There's a famous expression, "When one door closes, another one opens". That's certainly been my experience, although it didn't always look rosy when I was in the middle of a situation.
I was furloughed from United on April 1, 1981 (April Fool's Day). It was just after midnight, and I turned in my cockpit key, my company ID, and my flight manuals, and I was unemployed. Job prospects were miserable. The only pilots who had gotten work were the ones who were furloughed first. We had to sell our home, and moved out on our wedding anniversary. It was tough. A door had closed.
Through networking, I had gotten in touch with another furloughed pilot and heard that Lockheed was hiring. I interviewed and was hired for a job no one could tell me about until I had a security clearance. So I dutifully went into work every day and sat in a processing office waiting for my security clearance to come through. And I waited. Although I was getting paid - about the same as what I made at United - I hated the one-hour drive in California traffic, and I missed flying.
One day I came across an article in the Air Force Times about the Palace Recall Program, and I called the number listed. I told the person that I had left the Air Force almost four years earlier, and I was interested in geetting back in.
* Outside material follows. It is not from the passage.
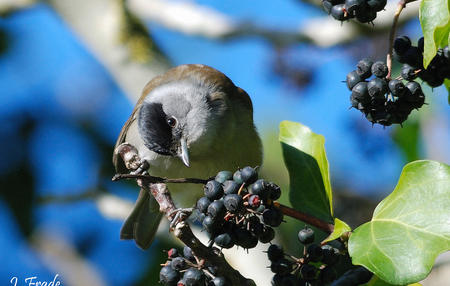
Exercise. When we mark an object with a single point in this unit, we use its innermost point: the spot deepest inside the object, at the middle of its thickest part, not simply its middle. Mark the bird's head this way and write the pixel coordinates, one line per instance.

He said, "You're not going to get in unless you're a fighter pilot". I said I was, and he let me apply. A total of 246 officers applied for the program, and 13 were accepted. I was one of them.
I ended up flying for the entire time I was furloughed, earned the Tactical Air Command Instructor Pilot of the Year Award, and eventually became a Squadron Commander. It was great, and it wouldn't have happened if I hadn't been furloughed. A door had opened.
I've found this "door closes-door opens" numerous times in my career.